Esther Hz
I'm Esther Hernandez, or Esther Hz, and I am a local Denver artist and curator. So I used to be an urban farmer; I went to permaculture school, well, first I just started gardening–and this was before I was working in the arts. I fell in love with it, it became my whole life.
I love also foraging. My favorite foraging moment was: I remember camping…I found milkweed in its perfect state, so I harvested milkweed, onions–like wild onions, and then I think I harvested some kind of natural green, and I sauteed all of that up and then ate it with the grain that I had, I think it was quinoa. It was incredible. It was so special to just eat from the land that I was camping on. The way that we eat can be so taxing on the earth. And so permaculture–I feel like if we all kind of thought that way and reoriented ourselves that way, a lot of things would change.
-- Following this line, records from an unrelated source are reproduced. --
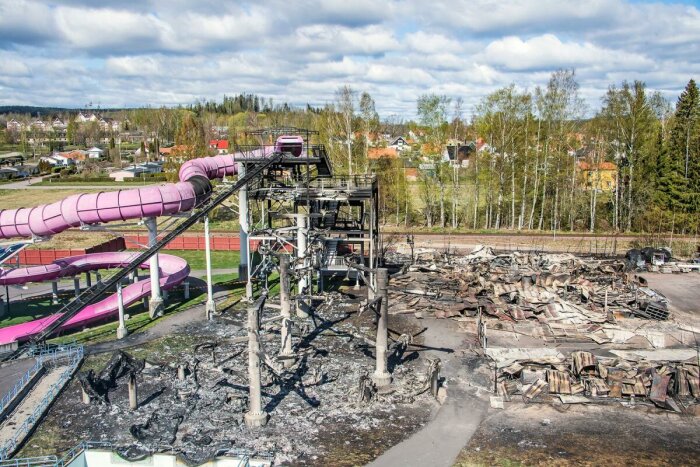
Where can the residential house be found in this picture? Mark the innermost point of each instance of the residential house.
(460, 154)
(400, 144)
(411, 174)
(11, 158)
(95, 153)
(600, 177)
(382, 153)
(58, 160)
(109, 124)
(220, 145)
(14, 125)
(39, 125)
(136, 171)
(7, 173)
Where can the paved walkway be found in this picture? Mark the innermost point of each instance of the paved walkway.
(12, 371)
(26, 408)
(441, 440)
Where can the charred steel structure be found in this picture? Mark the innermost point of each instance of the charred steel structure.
(302, 208)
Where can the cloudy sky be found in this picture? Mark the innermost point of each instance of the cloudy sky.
(168, 52)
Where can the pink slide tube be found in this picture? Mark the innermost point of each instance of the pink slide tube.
(173, 270)
(115, 206)
(122, 205)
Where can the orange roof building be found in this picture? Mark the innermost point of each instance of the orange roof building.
(382, 153)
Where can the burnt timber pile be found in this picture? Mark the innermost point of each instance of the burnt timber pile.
(552, 289)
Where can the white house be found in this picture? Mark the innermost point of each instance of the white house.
(95, 153)
(400, 144)
(58, 160)
(136, 171)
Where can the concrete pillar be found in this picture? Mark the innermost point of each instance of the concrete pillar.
(133, 394)
(381, 376)
(155, 304)
(255, 417)
(54, 292)
(302, 241)
(121, 330)
(286, 311)
(210, 307)
(243, 265)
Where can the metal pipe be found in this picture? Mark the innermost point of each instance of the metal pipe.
(381, 376)
(155, 304)
(210, 307)
(302, 246)
(121, 330)
(286, 311)
(255, 417)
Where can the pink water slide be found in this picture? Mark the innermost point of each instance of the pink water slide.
(93, 208)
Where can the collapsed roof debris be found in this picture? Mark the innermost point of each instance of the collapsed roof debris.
(327, 390)
(97, 387)
(553, 289)
(668, 384)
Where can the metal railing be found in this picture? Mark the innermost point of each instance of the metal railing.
(74, 355)
(20, 385)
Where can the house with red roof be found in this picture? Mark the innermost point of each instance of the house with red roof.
(220, 145)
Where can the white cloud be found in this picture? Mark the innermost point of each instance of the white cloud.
(547, 51)
(140, 52)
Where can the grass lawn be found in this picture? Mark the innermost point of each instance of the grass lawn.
(219, 259)
(22, 311)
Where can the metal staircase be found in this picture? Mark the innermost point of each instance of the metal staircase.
(93, 294)
(330, 215)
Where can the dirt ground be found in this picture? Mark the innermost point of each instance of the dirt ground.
(315, 415)
(682, 289)
(540, 434)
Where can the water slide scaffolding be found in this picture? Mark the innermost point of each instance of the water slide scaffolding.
(92, 294)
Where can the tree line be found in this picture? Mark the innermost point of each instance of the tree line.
(541, 156)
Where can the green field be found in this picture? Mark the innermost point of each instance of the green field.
(196, 259)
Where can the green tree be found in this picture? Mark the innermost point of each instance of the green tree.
(190, 143)
(678, 184)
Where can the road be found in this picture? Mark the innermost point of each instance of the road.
(440, 441)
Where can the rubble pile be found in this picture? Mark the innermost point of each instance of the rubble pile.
(585, 378)
(549, 288)
(193, 401)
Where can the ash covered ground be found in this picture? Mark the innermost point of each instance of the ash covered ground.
(317, 416)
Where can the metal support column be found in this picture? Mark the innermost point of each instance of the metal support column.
(286, 353)
(243, 221)
(381, 376)
(210, 307)
(255, 417)
(302, 248)
(155, 304)
(54, 292)
(121, 330)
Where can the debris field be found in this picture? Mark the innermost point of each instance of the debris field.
(322, 406)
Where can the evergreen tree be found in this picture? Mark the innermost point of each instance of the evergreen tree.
(678, 180)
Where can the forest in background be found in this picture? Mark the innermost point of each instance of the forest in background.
(528, 176)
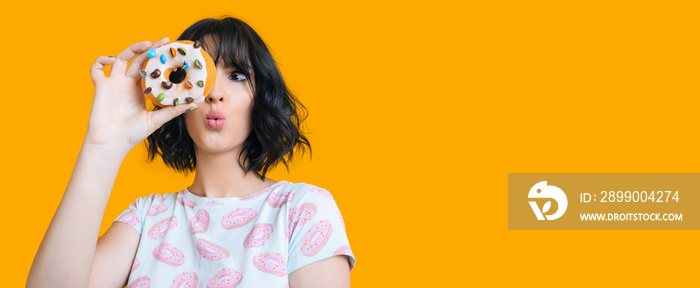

I know a lot about different kinds of farming, but I had never dove into biodynamics. I am also interested in animation and movement and performance and interactivity, and something that I really wanted to make was a zoetrope. And the coolest thing is too is the word “zoetrope” actually translates into “wheel of life.” This is the perfect opportunity to create a zoetrope because we're really talking about our relationship with the earth here, and the way it nourishes us. And so one of them was really pointing specifically to the biodynamic farming practice. I had been playing with this idea of the soil of the earth kind of representative of the soul of the earth because the soil is really where we come from and where we go to die. If we lose our relationship with the soil, we die. And that's what's happening right now. Soil health is in a crisis because of all of the corporate agriculture that's happening. We're completely depleting the nutrients from the soil.
I sat with all of these quotes in history that were talking about the soul of man, and I decided to see what would happen if I took out the word “soul” and replaced it with the word “soil.” and it was like pure magic. “For what shall it profit a man if he gain the whole world but lose the health of his soul?” “For what shall it profit a man if he gain the whole world,” which is what we're doing, “yet lose the health of his soil.” You lose everything. It really did, for me encompass, our relationship with the earth and how we are so interconnected yet we're not taking care of it, and we're in turn not taking care of ourselves.